Statistical Emulation, Sensitivity Analysis and Uncertainty Quantification of Tsunami Models: the Example of Tsunamis Generated by Earthquakes at the Cascadia Subduction Zone

Monday, 15 December 2014
Andria Sarri1, Serge Guillas1, Simon John Day1 and Frederic Dias2, (1)University College London, London, United Kingdom, (2)University College Dublin, Dublin, Ireland
An extensive investigation on tsunami generation and the resulting coastal inundation due to coseismic seabed displacements has been performed for the Cascadia Subduction Zone. We have adopted a new approach to represent coseismic seabed deformation in giant earthquakes, which avoids artefacts generated at the edges of block deformations. We represent the deformation with arbitrary shaped 4-sided polygons in which subsidences and uplifts are represented as quadratic curves. The arbitrary shapes of these polygons allow the realistic representation of the deformed seabed as a continuous surface except at the trench, where the fault breaks the surface.
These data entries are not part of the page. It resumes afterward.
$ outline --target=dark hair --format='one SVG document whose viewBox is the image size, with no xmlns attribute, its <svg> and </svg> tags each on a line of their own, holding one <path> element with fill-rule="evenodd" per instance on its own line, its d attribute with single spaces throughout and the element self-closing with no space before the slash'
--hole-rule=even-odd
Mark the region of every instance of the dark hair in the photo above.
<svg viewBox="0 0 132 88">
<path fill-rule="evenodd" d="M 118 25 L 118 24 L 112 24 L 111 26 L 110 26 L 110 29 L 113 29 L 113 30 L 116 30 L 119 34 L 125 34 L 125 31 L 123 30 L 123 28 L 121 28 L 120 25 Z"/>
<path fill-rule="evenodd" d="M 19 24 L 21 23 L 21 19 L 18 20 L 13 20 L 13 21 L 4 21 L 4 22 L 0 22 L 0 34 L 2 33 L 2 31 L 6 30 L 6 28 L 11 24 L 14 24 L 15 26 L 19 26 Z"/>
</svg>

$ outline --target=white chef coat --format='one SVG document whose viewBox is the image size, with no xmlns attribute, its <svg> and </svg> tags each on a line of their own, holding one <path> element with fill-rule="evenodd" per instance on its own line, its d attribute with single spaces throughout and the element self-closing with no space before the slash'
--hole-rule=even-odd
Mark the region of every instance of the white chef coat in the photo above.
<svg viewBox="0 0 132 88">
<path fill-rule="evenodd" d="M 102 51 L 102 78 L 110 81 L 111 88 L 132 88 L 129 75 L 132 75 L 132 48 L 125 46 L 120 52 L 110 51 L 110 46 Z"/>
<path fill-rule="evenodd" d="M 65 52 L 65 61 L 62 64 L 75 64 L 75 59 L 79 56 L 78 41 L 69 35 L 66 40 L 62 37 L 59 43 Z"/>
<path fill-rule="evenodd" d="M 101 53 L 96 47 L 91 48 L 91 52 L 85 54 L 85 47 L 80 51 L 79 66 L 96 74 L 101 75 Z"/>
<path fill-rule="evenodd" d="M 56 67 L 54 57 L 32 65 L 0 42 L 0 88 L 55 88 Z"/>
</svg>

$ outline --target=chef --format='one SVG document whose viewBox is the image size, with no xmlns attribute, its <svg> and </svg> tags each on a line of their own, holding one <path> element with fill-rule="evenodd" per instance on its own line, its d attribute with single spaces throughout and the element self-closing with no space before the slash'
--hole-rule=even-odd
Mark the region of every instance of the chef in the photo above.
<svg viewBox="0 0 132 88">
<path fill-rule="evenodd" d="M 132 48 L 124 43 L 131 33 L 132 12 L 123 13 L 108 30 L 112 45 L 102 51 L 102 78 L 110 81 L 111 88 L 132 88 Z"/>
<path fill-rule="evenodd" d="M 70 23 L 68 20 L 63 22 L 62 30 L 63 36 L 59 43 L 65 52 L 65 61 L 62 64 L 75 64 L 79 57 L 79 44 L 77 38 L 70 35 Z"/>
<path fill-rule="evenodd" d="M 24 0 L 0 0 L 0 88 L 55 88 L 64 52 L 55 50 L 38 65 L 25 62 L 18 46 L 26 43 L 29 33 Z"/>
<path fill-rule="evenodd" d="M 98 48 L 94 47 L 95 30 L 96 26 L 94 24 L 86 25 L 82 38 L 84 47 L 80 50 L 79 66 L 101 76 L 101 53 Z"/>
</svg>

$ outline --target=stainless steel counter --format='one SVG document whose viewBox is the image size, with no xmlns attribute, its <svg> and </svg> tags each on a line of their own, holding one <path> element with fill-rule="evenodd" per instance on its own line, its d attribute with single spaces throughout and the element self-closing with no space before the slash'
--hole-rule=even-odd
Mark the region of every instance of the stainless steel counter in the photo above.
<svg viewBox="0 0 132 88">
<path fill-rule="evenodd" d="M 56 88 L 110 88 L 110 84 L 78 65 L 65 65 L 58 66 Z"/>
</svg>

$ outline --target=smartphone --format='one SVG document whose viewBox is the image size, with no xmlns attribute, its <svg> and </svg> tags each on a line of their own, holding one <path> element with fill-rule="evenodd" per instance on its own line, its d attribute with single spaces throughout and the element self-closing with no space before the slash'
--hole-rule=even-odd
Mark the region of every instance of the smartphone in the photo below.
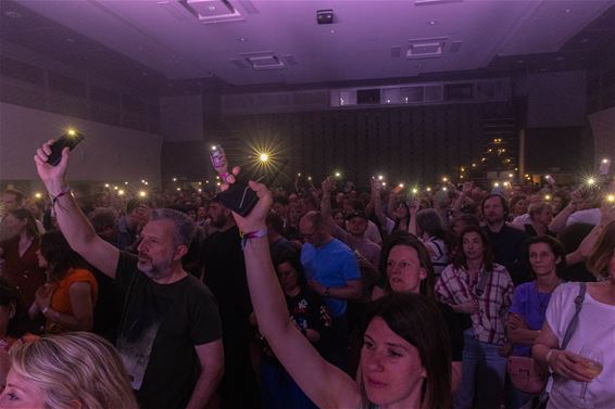
<svg viewBox="0 0 615 409">
<path fill-rule="evenodd" d="M 611 159 L 603 158 L 600 161 L 600 167 L 598 168 L 598 175 L 605 176 L 608 175 L 608 170 L 611 170 Z"/>
<path fill-rule="evenodd" d="M 86 138 L 79 132 L 72 131 L 64 133 L 62 138 L 53 142 L 53 144 L 51 145 L 51 154 L 47 158 L 47 163 L 51 166 L 58 166 L 60 161 L 62 161 L 62 151 L 64 150 L 64 148 L 68 146 L 68 149 L 72 151 L 84 139 Z"/>
<path fill-rule="evenodd" d="M 222 146 L 219 145 L 216 146 L 222 149 Z M 222 152 L 224 154 L 224 151 Z M 264 180 L 265 177 L 260 177 L 256 179 L 256 181 L 264 182 L 265 184 L 273 183 L 278 178 L 287 164 L 288 159 L 284 161 L 269 180 Z M 213 157 L 212 165 L 214 165 Z M 224 165 L 226 165 L 226 156 L 224 157 Z M 235 183 L 230 184 L 227 190 L 219 192 L 216 197 L 219 199 L 219 201 L 226 208 L 231 209 L 242 217 L 248 216 L 248 214 L 259 202 L 259 196 L 256 195 L 256 193 L 252 189 L 250 189 L 247 182 L 243 182 L 241 180 L 237 180 Z"/>
</svg>

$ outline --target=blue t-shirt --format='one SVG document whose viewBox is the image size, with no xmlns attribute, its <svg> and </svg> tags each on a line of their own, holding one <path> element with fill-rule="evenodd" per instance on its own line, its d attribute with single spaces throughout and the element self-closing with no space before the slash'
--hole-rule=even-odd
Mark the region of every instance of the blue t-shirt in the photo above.
<svg viewBox="0 0 615 409">
<path fill-rule="evenodd" d="M 513 305 L 509 312 L 522 316 L 530 330 L 538 331 L 542 329 L 549 299 L 551 293 L 539 293 L 536 281 L 526 282 L 515 289 Z M 513 355 L 530 356 L 531 345 L 515 344 Z"/>
<path fill-rule="evenodd" d="M 314 280 L 331 289 L 346 286 L 349 281 L 361 280 L 354 253 L 337 239 L 319 247 L 314 247 L 310 243 L 303 244 L 301 264 L 308 280 Z M 325 304 L 334 318 L 346 314 L 348 304 L 346 299 L 325 297 Z"/>
</svg>

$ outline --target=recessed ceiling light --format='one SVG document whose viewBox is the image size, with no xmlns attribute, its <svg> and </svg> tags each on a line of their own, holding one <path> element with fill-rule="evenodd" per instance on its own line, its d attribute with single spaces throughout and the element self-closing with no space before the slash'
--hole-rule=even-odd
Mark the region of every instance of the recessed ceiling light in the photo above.
<svg viewBox="0 0 615 409">
<path fill-rule="evenodd" d="M 17 12 L 14 11 L 14 10 L 7 10 L 7 11 L 4 12 L 4 15 L 5 15 L 7 17 L 11 17 L 11 18 L 21 18 L 21 17 L 22 17 L 22 14 L 21 14 L 21 13 L 17 13 Z"/>
</svg>

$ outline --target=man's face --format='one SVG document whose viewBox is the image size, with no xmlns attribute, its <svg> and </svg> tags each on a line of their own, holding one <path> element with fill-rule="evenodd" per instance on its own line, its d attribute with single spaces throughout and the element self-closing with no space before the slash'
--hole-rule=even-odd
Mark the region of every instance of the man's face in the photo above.
<svg viewBox="0 0 615 409">
<path fill-rule="evenodd" d="M 174 226 L 171 220 L 153 220 L 143 227 L 141 242 L 137 247 L 138 268 L 152 279 L 160 279 L 171 273 L 171 266 L 176 259 L 177 246 L 173 240 Z"/>
<path fill-rule="evenodd" d="M 485 213 L 485 219 L 489 223 L 504 221 L 504 207 L 500 197 L 493 196 L 486 200 L 482 212 Z"/>
<path fill-rule="evenodd" d="M 221 228 L 226 223 L 227 210 L 221 203 L 213 202 L 210 204 L 210 217 L 212 219 L 212 226 Z"/>
<path fill-rule="evenodd" d="M 305 217 L 303 217 L 301 221 L 299 221 L 299 232 L 301 233 L 303 240 L 306 243 L 310 243 L 315 247 L 325 244 L 325 239 L 322 229 L 316 229 L 314 225 Z"/>
<path fill-rule="evenodd" d="M 2 193 L 1 201 L 4 210 L 14 210 L 21 207 L 21 203 L 17 201 L 17 196 L 13 193 Z"/>
<path fill-rule="evenodd" d="M 348 232 L 352 235 L 363 235 L 367 230 L 367 220 L 363 217 L 353 217 L 348 220 Z"/>
</svg>

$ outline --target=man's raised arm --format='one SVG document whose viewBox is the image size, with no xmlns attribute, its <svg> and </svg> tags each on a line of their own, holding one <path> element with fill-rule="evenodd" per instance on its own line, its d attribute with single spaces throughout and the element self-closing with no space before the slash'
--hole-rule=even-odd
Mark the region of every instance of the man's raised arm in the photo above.
<svg viewBox="0 0 615 409">
<path fill-rule="evenodd" d="M 60 230 L 71 244 L 89 264 L 114 278 L 120 258 L 120 251 L 100 239 L 75 202 L 65 175 L 68 165 L 68 148 L 62 151 L 62 161 L 58 166 L 47 163 L 51 154 L 53 140 L 42 144 L 34 156 L 40 180 L 51 196 L 52 207 Z"/>
</svg>

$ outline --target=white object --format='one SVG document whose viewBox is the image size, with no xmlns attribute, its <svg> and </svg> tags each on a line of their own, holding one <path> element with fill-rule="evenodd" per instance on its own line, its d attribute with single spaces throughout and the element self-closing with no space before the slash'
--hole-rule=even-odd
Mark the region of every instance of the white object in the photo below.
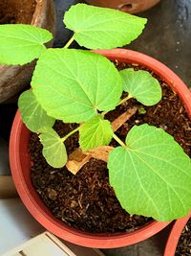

Experimental Design is used to select combinations of three source characteristics generating different event scenarios amongst Cascadia whole-margin ruptures; further work on other event types is in progress. Following that, the numerical model VOLNA has been run for the different scenarios, obtaining the induced tsunami waves propagation and coastal inundation. Statistical emulation has been applied to the wave elevation time series evaluations for many locations. Statistical emulators approximate expensive computer models: they are powerful tools for analyses that require many model evaluations since they can give accurate and fast probabilistic predictions. Registration and Functional Principal Components techniques are applied to the emulation process leading to further improvement in predictions. Leave-one-out diagnostics are used to validate the emulator, showing excellent agreement in predictions and model evaluations. The statistical emulation is also used for sensitivity and uncertainty analyses. These two analyses require a large number of evaluations and hence cannot be carried out with the expensive computer model. Our approach can be applied to provide uncertainty estimates both in operational tsunami warnings and in tsunami risk modeling, and can be used with many different numerical models.